5 Things You’re Not Doing that Will Hurt Your Retail Sales
In his work as a retail consultant, Bob Phibbs (The Retail Doctor) has observed some obvious points that many retailers seem oblivious to. These retailers ask him over and over how to attract more customers and make more sales, while Phibbs marvels at how they don’t see the “elephant in the room.”
Let’s take, for example, the canned—and oft-abused—expression, “Can I help you?” If you don’t want to hear “No thank you, I’m just looking” in response, the obvious solution is to NOT ask that question.
In other words, if you want to make a change in your business, you must stop doing the things that are clearly holding you back.
Here are 5 things The Retail Doctor advises you to focus on if you want to grow your retail sales:
5 Things You’re Not Doing That Hurt Retail Sales
1. You’re NOT Consistent With Your Sales Process
Whether it results from poor hiring, lack of training, or an assumption that if people want something they’ll simply ask, employees often leave shoppers on the floor waiting…waiting for someone to talk to them…waiting for someone to help them find a product…waiting to be checked out.
“When you have a consistent sales process, like a good script, everyone understands the plot and exactly how to get to the happy ending of a purchase.”
Source: The Retail Doctor
Establishing a sales process will give your employees a set of steps and actions that must be completed to close deals and make sales. Your sales process should be based on customer needs, the market, and company goals.
Regardless of your business type or size, you must have a sales process to succeed. When your sales process works according to company objectives, customer shopping goals, and the needs of the market, an increase in revenue will follow.
2. You’re NOT Presenting Product Features Correctly
“Unless your shoppers are engineers, facts are boring to most of them,” says The Retail Doctor. “When you lead with just long lists of facts about the product, you lose most shoppers’ interest right off the bat.”
“Customers don’t want to buy something because of what it is and what it does. This is far too logical and makes the very big assumption that your customers will figure out for themselves that your product will solve their problem.”
Source: Catherine Langman
Listing off features and benefits offers zero value to your customers because their main concern is how to solve their own problem or need. When your focus is truly on your customer—not your own agenda—it’s easier to see their perspective and help them find products that will improve their lives.

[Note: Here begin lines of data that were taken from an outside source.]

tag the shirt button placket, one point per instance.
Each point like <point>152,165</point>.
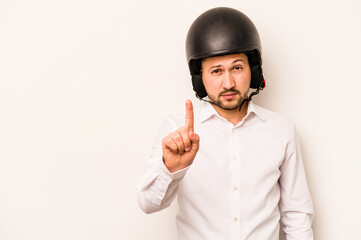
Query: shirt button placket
<point>234,187</point>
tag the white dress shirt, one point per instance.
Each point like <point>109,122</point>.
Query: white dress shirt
<point>243,181</point>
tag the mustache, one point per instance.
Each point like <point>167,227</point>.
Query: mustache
<point>230,91</point>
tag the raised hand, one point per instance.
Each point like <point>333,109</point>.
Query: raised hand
<point>180,147</point>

3. You’re Not Acting Like a Human
The world is full of retailers who act like emotionless robots, with no soul, no point of view, and no passion. “Shoppers, especially Millennials, are looking for a brand and a person who is authentic,” says The Retail Doctor.
People love to buy from businesses that share their values. So start sharing your passions and interests with them. By way of example, you might tell people how you opened your store because you wanted to give people a place to enjoy the association of like-minded folks who are dedicated to helping each other—and the community—stay healthy with your all natural products.
Today’s shoppers are very focused on social responsibility and how to make the world a better place. When you make your values part of your sales process, it will help you connect with customers on a deeper—and more human—level.
4. You’re Not Painting a Picture
In the world of marketing, PERCEPTION is nine 10ths of reality.
That’s the word from Catherine Langman, who goes on to say that telling stories helps customers relate to your brand or product.
[KiwiClickToTweet tweet=”‘Headlines capture people’s attention. Stories capture people’s imagination.'” quote=”‘Headlines capture people’s attention. Stories capture people’s imagination.'”]
“The more accurately you can describe the problem, need or desire of the person you’re selling to, and if you can speak to them about this in an emotional way and meet them where they’re at right now…the more automatically they will believe you have the solution to their need,” says Langman.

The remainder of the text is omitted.